As was the case following the US West Coast port lockout in 2002, the 2008–09 financial crisis, and the bankruptcy of Hanjin Shipping in 2016, severe downturns in demand are often followed by a period of sharp and sometimes unexpected increases. That puts stress on the global network, leading to congestion, slower cargo flows, and, inevitably, frustration. The usual suspects cry foul and begin pointing fingers, but eventually those conditions begin to subside and more normalized trade patterns return.

And yet, we seem doomed to repeat and debate the same issues and fight the same battles from previous periods of network stress. I certainly don’t have all the answers, but we seem to have missed an opportunity to draw upon lessons learned from prior experiences to chart a more constructive path forward. All stakeholders bear some responsibility here; however, it is the ocean carriers that bear the weight of keeping trade and the economy moving while trying to earn a return on their investments.

For SeaCube, this year was a validation of our business strategy of focusing on cold-chain transportation and the refrigerated equipment market.

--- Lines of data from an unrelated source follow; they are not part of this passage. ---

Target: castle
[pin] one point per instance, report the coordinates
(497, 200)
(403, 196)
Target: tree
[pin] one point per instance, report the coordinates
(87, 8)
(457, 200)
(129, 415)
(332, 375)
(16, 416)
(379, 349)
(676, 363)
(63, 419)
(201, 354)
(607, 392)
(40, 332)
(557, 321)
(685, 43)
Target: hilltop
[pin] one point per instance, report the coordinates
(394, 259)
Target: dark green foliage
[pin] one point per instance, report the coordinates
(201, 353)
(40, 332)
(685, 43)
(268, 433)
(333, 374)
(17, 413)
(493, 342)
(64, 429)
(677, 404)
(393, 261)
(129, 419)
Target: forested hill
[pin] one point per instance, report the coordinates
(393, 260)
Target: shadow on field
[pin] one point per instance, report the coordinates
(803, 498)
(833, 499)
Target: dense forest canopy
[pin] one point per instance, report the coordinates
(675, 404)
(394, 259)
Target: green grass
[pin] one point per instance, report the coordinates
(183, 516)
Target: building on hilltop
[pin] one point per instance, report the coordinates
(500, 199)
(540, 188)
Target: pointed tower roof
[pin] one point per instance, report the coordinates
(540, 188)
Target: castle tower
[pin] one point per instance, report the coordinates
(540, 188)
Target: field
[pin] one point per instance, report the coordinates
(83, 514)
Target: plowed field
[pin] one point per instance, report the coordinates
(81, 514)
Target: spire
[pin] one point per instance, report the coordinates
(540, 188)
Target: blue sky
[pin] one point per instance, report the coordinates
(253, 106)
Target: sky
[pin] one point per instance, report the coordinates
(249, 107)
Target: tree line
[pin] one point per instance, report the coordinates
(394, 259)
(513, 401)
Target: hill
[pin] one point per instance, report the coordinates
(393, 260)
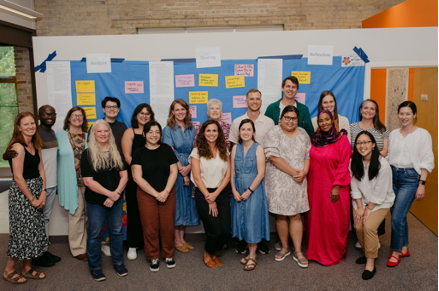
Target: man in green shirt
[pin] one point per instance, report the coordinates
(290, 88)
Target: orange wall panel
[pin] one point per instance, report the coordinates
(378, 90)
(413, 13)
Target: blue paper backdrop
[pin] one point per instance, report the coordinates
(346, 83)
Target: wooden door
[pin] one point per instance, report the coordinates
(426, 82)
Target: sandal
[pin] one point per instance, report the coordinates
(252, 266)
(29, 275)
(10, 278)
(282, 256)
(301, 262)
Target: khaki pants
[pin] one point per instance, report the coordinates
(78, 227)
(368, 233)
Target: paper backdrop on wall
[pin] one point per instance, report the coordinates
(347, 83)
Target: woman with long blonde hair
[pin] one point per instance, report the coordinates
(105, 176)
(27, 197)
(179, 135)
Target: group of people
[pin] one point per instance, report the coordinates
(231, 177)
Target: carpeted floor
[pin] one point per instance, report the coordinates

While retail sales in traditional consumer items like apparel and electronics slowed because people were not shopping in stores, consumers still needed to eat. The refrigerated market sector continues to see steady, stable, and predictable growth and has proven to be very resilient in 2020.

SeaCube’s commitment to stay in stock and in selection with refrigerated equipment gave our customers confidence in knowing that given all the uncertainty, we would be well positioned to support their requirements. SeaCube will continue to be a thought leader in the leasing industry by introducing technology to improve asset operation efficiency. SeaCube will also have a continuous focus on investing in assets that have tangible benefits linked to environmental sustainability. Linked to that differentiation, SeaCube will continue to offer flexible and innovative financing, leasing, and asset management programs that meet our customers’ short- and long-term financial goals.

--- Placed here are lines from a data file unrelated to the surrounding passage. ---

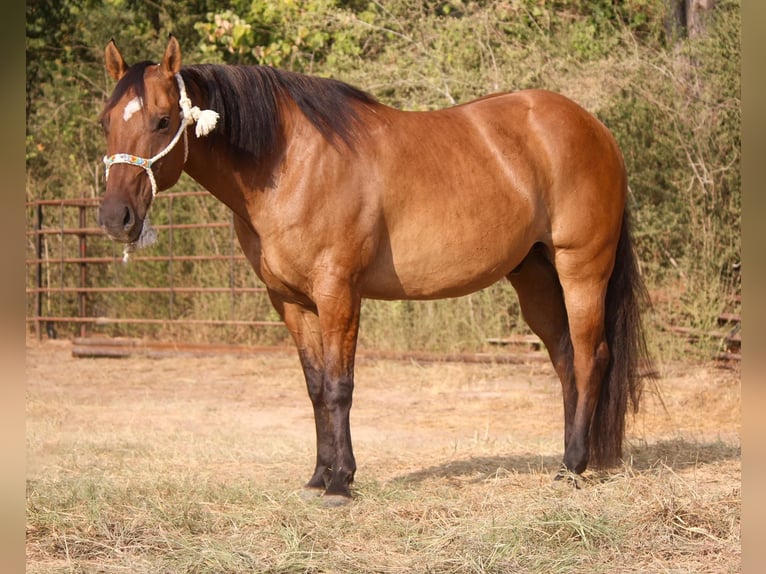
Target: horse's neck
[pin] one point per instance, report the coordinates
(237, 186)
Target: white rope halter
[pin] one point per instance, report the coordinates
(206, 121)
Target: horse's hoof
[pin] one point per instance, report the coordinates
(568, 478)
(335, 500)
(308, 493)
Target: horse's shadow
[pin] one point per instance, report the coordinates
(676, 454)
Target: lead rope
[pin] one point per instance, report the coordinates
(206, 121)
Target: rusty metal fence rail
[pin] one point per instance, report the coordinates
(67, 285)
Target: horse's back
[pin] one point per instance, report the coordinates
(467, 191)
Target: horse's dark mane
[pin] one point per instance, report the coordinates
(249, 101)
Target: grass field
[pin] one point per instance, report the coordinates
(195, 465)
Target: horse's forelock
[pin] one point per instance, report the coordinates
(132, 81)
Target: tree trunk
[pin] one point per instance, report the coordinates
(687, 17)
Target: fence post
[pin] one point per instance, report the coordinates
(39, 278)
(82, 296)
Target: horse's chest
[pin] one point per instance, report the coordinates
(284, 280)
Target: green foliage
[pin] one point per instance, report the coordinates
(672, 102)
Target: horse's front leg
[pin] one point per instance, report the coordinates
(303, 325)
(338, 306)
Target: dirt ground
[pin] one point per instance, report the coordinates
(406, 415)
(193, 464)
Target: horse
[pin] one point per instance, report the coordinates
(338, 197)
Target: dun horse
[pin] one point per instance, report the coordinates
(338, 197)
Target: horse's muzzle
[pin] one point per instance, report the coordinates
(119, 221)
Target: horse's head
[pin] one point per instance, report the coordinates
(143, 121)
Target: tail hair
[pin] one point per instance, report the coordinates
(630, 363)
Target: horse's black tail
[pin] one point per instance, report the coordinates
(629, 362)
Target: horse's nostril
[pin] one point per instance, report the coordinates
(127, 221)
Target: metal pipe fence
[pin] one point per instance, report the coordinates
(76, 279)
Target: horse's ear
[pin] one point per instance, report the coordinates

What’s the biggest issue facing the container shipping industry in 2021? To put it simply: more uncertainty.

The global freight network has proven to be highly resilient, but there is always more to be done. To manage through difficult periods, all stakeholders will need to make investments, perhaps most importantly in collaboration and transparency. There will of course be further investments in infrastructure, and there may be useful new digital solutions, but in the end, it will come down to people, leadership, and commitment.